In participants with coronary plaque (n = 110), serum Lp(a) was significantly correlated with TCP volume ( Figure 1 ). Lp(a) was also significantly correlated with NCP volume (r = 0.20, p = 0.04), CCP volume (r = 0.31, p = 0.002), and total affected vessel length (r = 0.25, p = 0.01). Multivariate regression models accounting for intrafamilial correlation were performed in subjects with coronary plaque predicting each plaque phenotype using the covariates age, gender, hypertension, diabetes, current smoking, HDL cholesterol, LDL cholesterol, triglycerides, BMI, education, and Lp(a) level ( Table 2 ). Age and Lp(a) were significant predictors of total plaque volume. Age, male gender, and Lp(a) were significant predictors of NCP volume. Age, hypertension, and Lp(a) were significant predictors of CCP volume. Finally, age and Lp(a) were independently associated with total affected vessel length. Using the entire population (n = 269), multivariate regression models predicting the transformed TCP volume [log(TCP + 1)] were performed using the same covariates. Lp(a) level was significantly and independently associated with TCP (p = 0.04), as was older age (p <0.0001) and male gender (p = 0.0003).

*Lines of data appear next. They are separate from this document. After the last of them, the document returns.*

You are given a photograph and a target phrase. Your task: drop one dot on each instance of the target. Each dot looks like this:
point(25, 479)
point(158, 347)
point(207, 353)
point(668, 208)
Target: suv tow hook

| log(total plaque volume) | log(noncalcified volume) | log(calcified volume) | Affected length (mm) | |||||
|---|---|---|---|---|---|---|---|---|
| Beta ± SE | p-value | Beta ± SE | p-value | Beta ± SE | p-value | Beta ± SE | p-value | |
| Age | 0.056 ± 0.017 | 0.002 | 0.031 ± 0.014 | 0.02 | 0.090 ± 0.023 | 0.0002 | 1.553 ± 0.593 | 0.01 |
| Male sex | 0.154 ± 0.156 | 0.33 | 0.333 ± 0.123 | 0.008 | 0.011 ± 0.197 | 0.96 | 9.730 ± 5.411 | 0.08 |
| Hypertension | 0.099 ± 0.155 | 0.52 | 0.013 ± 0.119 | 0.91 | 0.527 ± 0.206 | 0.01 | 1.347 ± 5.266 | 0.80 |
| Diabetes mellitus | 0.125 ± 0.178 | 0.49 | 0.060 ± 0.135 | 0.65 | 0.037 ± 0.231 | 0.87 | 5.067 ± 5.994 | 0.40 |
| Current smoker | -0.017 ±0.169 | 0.92 | -0.115 ± 0.133 | 0.39 | -0.077 ± 0.221 | 0.73 | 2.021 ± 5.855 | 0.73 |
| LDL-C (mg/dl) | -0.002 ± 0.004 | 0.53 | -0.002 ± 0.003 | 0.44 | 0.003 ± 0.005 | 0.57 | -0.066 ± 0.128 | 0.61 |
| HDL-C (mg/dl) | 0.003 ± 0.009 | 0.77 | 0.010 ± 0.007 | 0.20 | 0.017 ± 0.012 | 0.16 | 0.436 ± 0.315 | 0.17 |
| Triglycerides (mg/dl) | 0.003 ± 0.002 | 0.17 | 0.003 ± 0.002 | 0.10 | 0.005 ± 0.003 | 0.08 | 0.123 ± 0.078 | 0.12 |
| Body-mass index (kg/m 2 ) | -0.034 ± 0.027 | 0.21 | -0.011 ± 0.020 | 0.57 | -0.104 ± 0.035 | 0.004 | -1.089 ± 0.894 | 0.23 |
| Education (years) | -0.050 ± 0.054 | 0.35 | -0.033 ± 0.042 | 0.44 | -0.048 ± 0.067 | 0.48 | -2.216 ± 0.139 | 0.24 |
| Lp(a) (mg/dl) | 0.011 ± 0.004 | 0.009 | 0.008 ± 0.003 | 0.02 | 0.018 ± 0.006 | 0.003 | 0.359 ± 0.139 | 0.01 |
Of those participants with coronary plaque, 43.6% had 3-vessel and/or LM artery involvement and 17.3% had at least 1 stenosis ≥50%. Median Lp(a) levels were significantly higher in AAs with extensive plaque (3-vessel and/or LM disease) than all others (32.5 mg/dl [13.9 to 70.8 mg/dl] vs 19.9 mg/dl [14.2 to 39.4 mg/dl], Wilcoxon p = 0.04). Similar results were found for severe plaque (at least 1 stenosis ≥50%) compared with all others (49.3 mg/dl [17.4 to 77.8 mg/dl] vs 20.6 mg/dl [14.1 to 40.4 mg/dl], Wilcoxon p = 0.01). In the fully adjusted model, continuous Lp(a) level was significantly associated with the number of coronary vessels affected (p = 0.05), the presence of 3-vessel and/or LM disease (p = 0.04), and at least 1 stenosis >50% in severity (p = 0.006). The maximum likelihood best fit for both models was Lp(a) >40 mg/dl ( Tables 3 and 4 ). Subjects with Lp(a) >40 mg/dl were approximately threefold more likely to have 3-vessel and/or LM plaque and fourfold more likely to have at least 1 stenosis >50% in severity.